Dark liquidity pools

Dark Liquidity Pool

A private securities exchange or trading platform. Dark liquidity pools do not publish the prices of their transactions, which allows investors to make larger transactions at lower cost than they might otherwise. Most traders in dark liquidity pools are institutional investors, such as mutual funds or hedge funds, that wish to protect the anonymity of their investments and/or investors. They also may not wish to cause price movements by the disclosure of their transactions. No dark liquidity pool is completely secretive: they must register with the SEC as either a securities exchange or a broker-dealer; they are governed by Regulation ATS, which stipulates certain transactions and prices that they must disclose under various circumstances. See also: Transparency.
Farlex Financial Dictionary. © 2012 Farlex, Inc. All Rights Reserved

Dark liquidity pools.

Dark liquidity pools are private alternative trading systems or platforms. Prices aren't published, and participants can make anonymous trades faster and at a lower cost than they can on a public exchange.
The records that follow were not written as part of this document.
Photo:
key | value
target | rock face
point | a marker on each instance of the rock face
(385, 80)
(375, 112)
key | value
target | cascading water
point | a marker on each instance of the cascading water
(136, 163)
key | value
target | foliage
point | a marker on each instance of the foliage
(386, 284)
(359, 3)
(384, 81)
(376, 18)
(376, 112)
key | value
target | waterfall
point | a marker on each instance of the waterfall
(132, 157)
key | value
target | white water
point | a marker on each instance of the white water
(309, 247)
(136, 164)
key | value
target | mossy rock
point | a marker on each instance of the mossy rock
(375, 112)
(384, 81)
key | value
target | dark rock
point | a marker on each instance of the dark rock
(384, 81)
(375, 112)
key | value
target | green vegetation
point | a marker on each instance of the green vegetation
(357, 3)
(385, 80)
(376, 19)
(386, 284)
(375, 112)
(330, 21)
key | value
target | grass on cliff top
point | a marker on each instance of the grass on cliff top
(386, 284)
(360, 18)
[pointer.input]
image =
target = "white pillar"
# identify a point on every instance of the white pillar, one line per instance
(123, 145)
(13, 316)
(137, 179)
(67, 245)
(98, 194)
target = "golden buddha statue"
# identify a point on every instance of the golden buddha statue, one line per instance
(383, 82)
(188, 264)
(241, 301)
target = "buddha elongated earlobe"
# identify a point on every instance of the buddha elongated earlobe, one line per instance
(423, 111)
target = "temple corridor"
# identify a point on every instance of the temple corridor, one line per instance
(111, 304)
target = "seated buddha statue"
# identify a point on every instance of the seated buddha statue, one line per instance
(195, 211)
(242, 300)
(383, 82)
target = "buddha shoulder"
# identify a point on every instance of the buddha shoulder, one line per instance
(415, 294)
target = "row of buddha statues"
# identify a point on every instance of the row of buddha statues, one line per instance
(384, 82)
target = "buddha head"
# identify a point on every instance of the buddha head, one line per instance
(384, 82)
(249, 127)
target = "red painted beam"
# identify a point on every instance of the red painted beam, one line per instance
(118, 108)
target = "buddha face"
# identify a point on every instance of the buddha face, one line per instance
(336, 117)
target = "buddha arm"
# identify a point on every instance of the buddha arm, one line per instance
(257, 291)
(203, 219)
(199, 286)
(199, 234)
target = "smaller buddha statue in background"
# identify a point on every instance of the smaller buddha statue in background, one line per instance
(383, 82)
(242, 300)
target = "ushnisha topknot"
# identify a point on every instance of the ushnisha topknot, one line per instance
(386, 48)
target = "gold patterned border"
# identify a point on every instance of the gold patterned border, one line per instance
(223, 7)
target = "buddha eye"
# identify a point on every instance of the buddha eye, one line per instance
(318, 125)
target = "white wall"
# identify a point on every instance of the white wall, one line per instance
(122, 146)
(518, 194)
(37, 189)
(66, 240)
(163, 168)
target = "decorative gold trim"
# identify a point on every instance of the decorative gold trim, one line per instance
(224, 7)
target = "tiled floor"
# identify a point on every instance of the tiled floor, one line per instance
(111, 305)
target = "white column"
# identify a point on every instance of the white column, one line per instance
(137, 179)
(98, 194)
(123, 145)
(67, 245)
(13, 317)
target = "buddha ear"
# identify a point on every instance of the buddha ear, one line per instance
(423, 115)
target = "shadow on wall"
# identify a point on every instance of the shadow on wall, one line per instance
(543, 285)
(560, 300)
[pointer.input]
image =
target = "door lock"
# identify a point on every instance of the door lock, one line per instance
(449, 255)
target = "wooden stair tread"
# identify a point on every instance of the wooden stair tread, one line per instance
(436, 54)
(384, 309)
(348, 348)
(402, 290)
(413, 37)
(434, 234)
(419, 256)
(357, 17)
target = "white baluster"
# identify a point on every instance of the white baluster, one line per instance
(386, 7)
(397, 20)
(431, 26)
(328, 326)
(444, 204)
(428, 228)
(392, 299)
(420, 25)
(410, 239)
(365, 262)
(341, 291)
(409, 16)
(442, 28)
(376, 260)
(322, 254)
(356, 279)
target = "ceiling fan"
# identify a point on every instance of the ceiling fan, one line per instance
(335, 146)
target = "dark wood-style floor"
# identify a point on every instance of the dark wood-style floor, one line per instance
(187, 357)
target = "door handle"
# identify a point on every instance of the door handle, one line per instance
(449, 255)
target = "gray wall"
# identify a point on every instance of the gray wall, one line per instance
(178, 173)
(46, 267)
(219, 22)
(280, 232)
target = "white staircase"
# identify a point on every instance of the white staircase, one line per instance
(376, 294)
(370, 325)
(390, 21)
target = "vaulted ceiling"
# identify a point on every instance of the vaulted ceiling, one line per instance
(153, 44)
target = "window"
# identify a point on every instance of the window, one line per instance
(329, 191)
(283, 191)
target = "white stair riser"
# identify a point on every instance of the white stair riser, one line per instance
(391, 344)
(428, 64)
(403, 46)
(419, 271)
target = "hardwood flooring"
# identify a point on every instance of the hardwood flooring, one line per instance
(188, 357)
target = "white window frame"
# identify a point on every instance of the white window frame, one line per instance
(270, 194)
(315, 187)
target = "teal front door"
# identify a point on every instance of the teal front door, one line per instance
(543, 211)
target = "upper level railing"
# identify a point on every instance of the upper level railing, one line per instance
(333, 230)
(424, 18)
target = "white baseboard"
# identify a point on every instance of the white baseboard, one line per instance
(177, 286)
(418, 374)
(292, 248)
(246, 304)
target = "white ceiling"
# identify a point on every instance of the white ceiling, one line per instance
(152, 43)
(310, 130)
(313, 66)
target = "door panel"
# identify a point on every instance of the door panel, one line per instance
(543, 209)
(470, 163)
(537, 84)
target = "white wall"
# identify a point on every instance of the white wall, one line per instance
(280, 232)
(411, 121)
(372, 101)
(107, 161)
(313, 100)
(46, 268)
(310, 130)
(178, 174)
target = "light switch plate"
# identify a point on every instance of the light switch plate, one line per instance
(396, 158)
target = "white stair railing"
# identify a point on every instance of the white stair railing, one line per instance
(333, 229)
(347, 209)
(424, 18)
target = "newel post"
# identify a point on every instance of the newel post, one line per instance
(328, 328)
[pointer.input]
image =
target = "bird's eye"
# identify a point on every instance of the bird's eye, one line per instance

Most dark-pool transactions are between institutional investors, including mutual funds and hedge funds, which trade in large volumes. Their interest in anonymity is either because they want to protect the privacy of their investment choices or because they fear a major transaction could move the markets by triggering copycat trading.

Dark liquidity pools must register with the Securities and Exchange Commission (SEC) as either national securities exchanges or broker-dealers. The broker-dealers must follow the rules laid out in SEC Regulation ATS, which governs fair access and a requirement to publish prices for trades in certain securities under specific circumstances.